[postgis-devel] standard deviation based histogram extent reduction

Thu Jun 10 08:42:26 PDT 2004

On Thu, Jun 10, 2004 at 12:36:35PM +0100, Mark Cave-Ayland wrote:

(many cuts)

> The other corner case I have seen was when one of our import scripts
> went wrong and we ended up with several very large x/y coords in our
> table along with our normal data.
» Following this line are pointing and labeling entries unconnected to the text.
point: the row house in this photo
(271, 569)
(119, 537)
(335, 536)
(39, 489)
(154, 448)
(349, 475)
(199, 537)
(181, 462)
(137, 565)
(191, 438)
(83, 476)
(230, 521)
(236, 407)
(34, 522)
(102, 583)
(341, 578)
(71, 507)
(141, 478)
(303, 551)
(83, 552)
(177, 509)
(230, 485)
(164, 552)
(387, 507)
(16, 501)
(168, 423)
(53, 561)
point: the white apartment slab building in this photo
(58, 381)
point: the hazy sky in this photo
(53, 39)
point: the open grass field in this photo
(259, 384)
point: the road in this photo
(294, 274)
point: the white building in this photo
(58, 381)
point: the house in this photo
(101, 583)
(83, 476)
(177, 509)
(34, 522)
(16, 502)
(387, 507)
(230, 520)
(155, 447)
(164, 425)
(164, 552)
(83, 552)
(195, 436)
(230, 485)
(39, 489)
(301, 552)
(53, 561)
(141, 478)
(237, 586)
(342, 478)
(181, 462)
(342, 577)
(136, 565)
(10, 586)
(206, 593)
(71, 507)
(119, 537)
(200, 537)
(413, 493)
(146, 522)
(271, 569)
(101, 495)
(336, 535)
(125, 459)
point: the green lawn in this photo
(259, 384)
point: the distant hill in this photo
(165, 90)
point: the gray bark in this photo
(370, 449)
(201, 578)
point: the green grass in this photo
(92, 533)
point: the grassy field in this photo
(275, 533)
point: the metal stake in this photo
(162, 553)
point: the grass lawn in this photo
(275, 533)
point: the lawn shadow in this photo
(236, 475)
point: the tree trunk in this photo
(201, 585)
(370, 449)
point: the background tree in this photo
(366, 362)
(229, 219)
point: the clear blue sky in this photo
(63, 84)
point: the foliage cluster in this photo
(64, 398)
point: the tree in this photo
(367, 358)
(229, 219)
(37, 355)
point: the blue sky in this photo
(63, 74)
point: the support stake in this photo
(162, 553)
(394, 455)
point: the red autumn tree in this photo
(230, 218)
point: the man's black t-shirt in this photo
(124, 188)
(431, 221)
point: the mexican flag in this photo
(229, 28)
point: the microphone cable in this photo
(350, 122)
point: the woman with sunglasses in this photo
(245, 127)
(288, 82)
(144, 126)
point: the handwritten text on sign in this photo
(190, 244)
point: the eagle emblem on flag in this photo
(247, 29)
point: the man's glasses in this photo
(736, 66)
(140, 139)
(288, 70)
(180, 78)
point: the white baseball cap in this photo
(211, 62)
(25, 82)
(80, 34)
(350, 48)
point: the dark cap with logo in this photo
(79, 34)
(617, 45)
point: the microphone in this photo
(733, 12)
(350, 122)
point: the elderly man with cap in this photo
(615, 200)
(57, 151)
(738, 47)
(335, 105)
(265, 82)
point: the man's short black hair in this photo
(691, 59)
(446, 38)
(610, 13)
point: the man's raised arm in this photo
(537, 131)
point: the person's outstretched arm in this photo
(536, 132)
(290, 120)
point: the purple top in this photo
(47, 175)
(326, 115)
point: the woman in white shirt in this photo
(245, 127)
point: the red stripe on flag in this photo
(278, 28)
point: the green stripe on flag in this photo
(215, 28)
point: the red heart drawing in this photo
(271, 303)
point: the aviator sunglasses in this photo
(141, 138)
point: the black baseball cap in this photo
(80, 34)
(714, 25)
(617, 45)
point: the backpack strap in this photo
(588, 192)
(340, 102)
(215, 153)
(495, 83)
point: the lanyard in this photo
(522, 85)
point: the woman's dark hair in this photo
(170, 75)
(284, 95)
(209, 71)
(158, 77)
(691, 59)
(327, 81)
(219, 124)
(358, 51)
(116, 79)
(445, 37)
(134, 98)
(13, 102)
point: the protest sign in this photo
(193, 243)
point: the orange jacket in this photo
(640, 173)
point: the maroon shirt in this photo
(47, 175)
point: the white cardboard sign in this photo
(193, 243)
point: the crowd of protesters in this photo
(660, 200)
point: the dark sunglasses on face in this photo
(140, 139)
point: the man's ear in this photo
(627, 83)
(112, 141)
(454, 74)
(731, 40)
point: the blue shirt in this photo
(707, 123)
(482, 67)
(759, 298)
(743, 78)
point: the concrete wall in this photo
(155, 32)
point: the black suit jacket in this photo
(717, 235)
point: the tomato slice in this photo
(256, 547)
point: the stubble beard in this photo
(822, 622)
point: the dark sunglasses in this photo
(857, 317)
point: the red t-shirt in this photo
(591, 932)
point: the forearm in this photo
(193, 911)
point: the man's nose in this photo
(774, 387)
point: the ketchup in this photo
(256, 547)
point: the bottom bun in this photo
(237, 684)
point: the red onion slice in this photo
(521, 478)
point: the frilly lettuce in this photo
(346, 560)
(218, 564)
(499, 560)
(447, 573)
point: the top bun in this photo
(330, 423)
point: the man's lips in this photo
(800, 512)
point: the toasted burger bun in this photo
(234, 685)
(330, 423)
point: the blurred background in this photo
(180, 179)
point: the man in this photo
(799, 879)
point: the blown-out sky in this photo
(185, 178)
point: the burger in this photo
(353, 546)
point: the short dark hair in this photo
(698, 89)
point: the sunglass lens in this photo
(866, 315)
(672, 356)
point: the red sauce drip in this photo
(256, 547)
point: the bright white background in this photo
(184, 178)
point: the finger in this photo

When we did an ANALYZE, because the
> overall extents were so large, all of the geometries appeared in a
> single box in the bottom left hand corner of histogram and hence
> provided really bad query plans - deleting these erroneus geometries and
> doing ANALYZE solved the problem and everything went back to normal.
> 
> The solution I thought of was to try and reduce the effect of outliers
> using some statistical theory: for example we know that for a random
> sample of data, 95% of the data lies within 2 standard deviations of the
> mean. So I was considering calculating the mean of all LLB.x/y and
> URT.x/y, using this to calculate the standard deviation, and hence
> calculate the geomextents from this. This should hopefully reduce the
> effect of excessively large coordinates on the extents of the
> selectivity histogram at the cost of making the histogram area slightly
> smaller than that currently indicated by the overall sample extents.
> 
> The pseudo-code example for LLB.x would look something like:
> 
> 	// Calculate mean
> 	for each LLB.x in sample
> 		sumLLB.x += LLB.x
> 	next
> 	meanLLB.x = sumLLB.x / samplerows
> 
> 	// Calculate standard deviation
> 	for each LLB.x in sample
> 		s2 = (LLB.x - meanLLB.x) * (LLB.x - meanLLB.x)
> 	next
> 	s2 /= (samplerows - 1)
> 	s = sqrt(s2)
> 
> 	// For 95% coverage we should lie within 2sds of the mean
> 	geomstats->xmin = meanLLB.x - 2 * s
> 
> 
> The downside is that we have to iterate through the sample tuples twice,
> once to calculate the mean and then once again to calculate the standard
> deviation. However, since we are only using a sample of rows from the
> table then hopefully the effect on larger tables will be negligible.
> Comments anyone?

I'm working on your suggested histogram extent reduction algorithm.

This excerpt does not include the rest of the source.